L’auteur ajoute que sans la présence d’illustrations, l’enfant qui possède une connaissance limitée du monde serait bien embarrassé face à certains personnages ou situations décrites dans les œuvres de jeunesse. Selon Marie-Laure Ryan, la fiction « fonctionne selon le principe de l’écart minimal29 ». C’est-à-dire que « nous interprétons le monde de la fiction (…) comme étant aussi semblable que possible à la réalité telle que nous la connaissons.30 ». Un enfant essayera alors de se représenter une situation fantastique en extrapolant à partir de sa vision du monde qui l’entoure.
Nathalie Prince prend l’exemple du personnage de « Babar31. » Il serait très difficile voire impossible pour un enfant qui sait ce qu’est un éléphant (qui en aurait vu au zoo par exemple), et qui possède une idée de la pratique du ski, d’associer les deux éléments pour se représenter Babar pratiquant du ski. Au-delà de son utilité pour la compréhension du récit par un public très jeune, l’image va alors servir de base aux constructions imaginatives de l’enfant.

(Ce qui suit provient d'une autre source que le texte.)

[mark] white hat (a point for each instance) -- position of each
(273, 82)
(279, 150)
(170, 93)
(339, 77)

L’illustration comme béquille pour l’imagination du jeune lecteur
Ce processus d’interprétation ou de réinterprétation des illustrations est évoqué par la psychologue Annie Rolland32 qui prend pour exemple un enfant se contorsionnant devant un tableau du peintre Matisse. Dans son ouvrage elle décrit un enfant jouant devant le tableau Les nus bleus33, et évoque les mécanismes que l’enfant met en œuvre en extrapolant et en inventant un univers à partir d’une image. Il construit sa propre scène dans laquelle il se donne la place qu’il juge bonne pour lui, tenant compte des détails qui l’intéressent et oubliant les autres. Il porte sur le tableau un regard « créateur 34» et cet acte libère son imagination qui s’ingénie à trouver des situations et des articulations mouvantes autour des personnages de cette peinture. Le point de vue de l’artiste, qu’il soit peintre ou illustrateur ne limite ainsi pas totalement la perception de l’enfant. Celui-ci reste libre de former un espace dans lequel les rôles et les figures des personnages qu’il aura vus en illustration sont mouvants. Il les définit à chaque fois qu’il joue avec leurs représentations. Celles-ci évolueront d’une séance de jeu à l’autre, ainsi qu’avec ses capacités de compréhension du monde qui l’entoure.
Martine Joly,35 qui réfléchit sur la sémiologie de l’image, met en avant les idées d’Aristote. Ce dernier pense que la peinture, comme imitation de la réalité, permet « d’éduquer l’homme tout en lui faisant plaisir36 » et cela est valable dès le plus jeune âge. En effet, les jeunes enfants imitent leurs proches et apprennent énormément ainsi ; il en est de même avec les illustrations : ils en déduisent les représentations des éléments présents qui leurs apportent une connaissance qu’ils n’avaient pas auparavant. Les images permettent donc d’aider le jeune enfant à se représenter des situations, des objets, des personnes qu’il n’est pas en mesure de percevoir seul.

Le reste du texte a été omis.